Das Cross-Channel Barometer
Die isolierte Umsatzbetrachtung der einzelnen Kanäle führt häufig dazu, dass die Wirkung der Kanäle nicht korrekt eingeschätzt wird. So ist z.B. häufig unklar, ob die Umsatzsteigerung des Online-Shops zu einem Wachstum des Unternehmens führt oder zulasten anderer Kanäle erfolgt. Für ein überproportionales Wachstum durch den Online-Shop müssen Unternehmen ein gewisses Maß an Kannibalisierung, also reiner Umsatzverschiebung zwischen den Kanälen, in Kauf nehmen. Neben diesem Konfliktpotenzial kann es aber gelingen, dass 60 bis 70 Prozent der Online-Umsatzentwicklung auf Wettbewerbswachstum und Kundenentwicklung beruhen. Mithilfe des Cross-Channel Barometers zeigen wir die Umsatz-Effekte für unterschiedliche Branchen auf.

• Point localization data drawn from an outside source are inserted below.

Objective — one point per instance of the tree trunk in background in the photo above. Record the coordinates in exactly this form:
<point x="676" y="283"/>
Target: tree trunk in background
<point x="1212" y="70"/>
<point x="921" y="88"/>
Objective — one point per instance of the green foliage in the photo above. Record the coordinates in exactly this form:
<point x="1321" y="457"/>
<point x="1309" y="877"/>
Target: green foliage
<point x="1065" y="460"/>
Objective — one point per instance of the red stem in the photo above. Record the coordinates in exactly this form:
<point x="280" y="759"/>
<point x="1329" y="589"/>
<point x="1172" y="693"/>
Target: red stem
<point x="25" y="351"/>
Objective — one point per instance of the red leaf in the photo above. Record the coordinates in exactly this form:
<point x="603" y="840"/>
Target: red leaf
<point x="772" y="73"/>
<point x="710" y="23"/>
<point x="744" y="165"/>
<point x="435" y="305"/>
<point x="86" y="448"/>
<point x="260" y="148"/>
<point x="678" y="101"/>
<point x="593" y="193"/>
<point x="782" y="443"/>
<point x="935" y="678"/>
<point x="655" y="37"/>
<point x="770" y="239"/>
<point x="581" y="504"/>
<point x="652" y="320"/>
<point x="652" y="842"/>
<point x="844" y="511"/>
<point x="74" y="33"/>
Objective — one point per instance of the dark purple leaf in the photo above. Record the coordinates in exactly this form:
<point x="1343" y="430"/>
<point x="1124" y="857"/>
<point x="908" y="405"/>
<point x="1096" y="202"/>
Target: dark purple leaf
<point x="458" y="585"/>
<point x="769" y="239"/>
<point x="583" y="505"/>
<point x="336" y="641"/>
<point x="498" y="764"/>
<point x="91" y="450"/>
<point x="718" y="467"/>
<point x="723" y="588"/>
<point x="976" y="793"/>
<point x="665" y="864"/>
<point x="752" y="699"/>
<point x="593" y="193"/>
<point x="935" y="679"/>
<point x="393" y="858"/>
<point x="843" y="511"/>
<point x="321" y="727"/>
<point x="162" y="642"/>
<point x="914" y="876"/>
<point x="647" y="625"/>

Übergreifende Analyse der Kanalgestaltung
Händler schwanken zwischen der Vereinheitlichung und der Differenzierung der Kanäle. Wir zeigen auf, wie Kunden die Gestaltung der Kanäle im Vergleich zueinander wahrnehmen. Auch die Bestrebungen von Cross-Channel Anbietern, den Kanalwechsel aktiv zu fördern, machen sich bemerkbar: Am besten klappt die Verknüpfung von Katalog und Online-Shop, aber nur sehr selten werden Kunden im Ladengeschäft auf den Online-Shop aufmerksam.
Das Drei-Phasenmodell
Da sich stationäre Händler und ehemals klassische Versandhandelsunternehmen in einem Wettbewerbsumfeld mit reinen Online-Händlern befinden, sollten sie versuchen, Synergien zwischen ihren Ressourcen im Online-Shop und im stationären Handel zu schaffen. Cross-Channel Management gelingt selten in einem Schritt, sondern stellt sich als ein mehrstufiger Lernpro-zess dar. Manager können sich dabei an drei Phasen orientieren, die das Cross-Channel Management besser im Unternehmen verankern.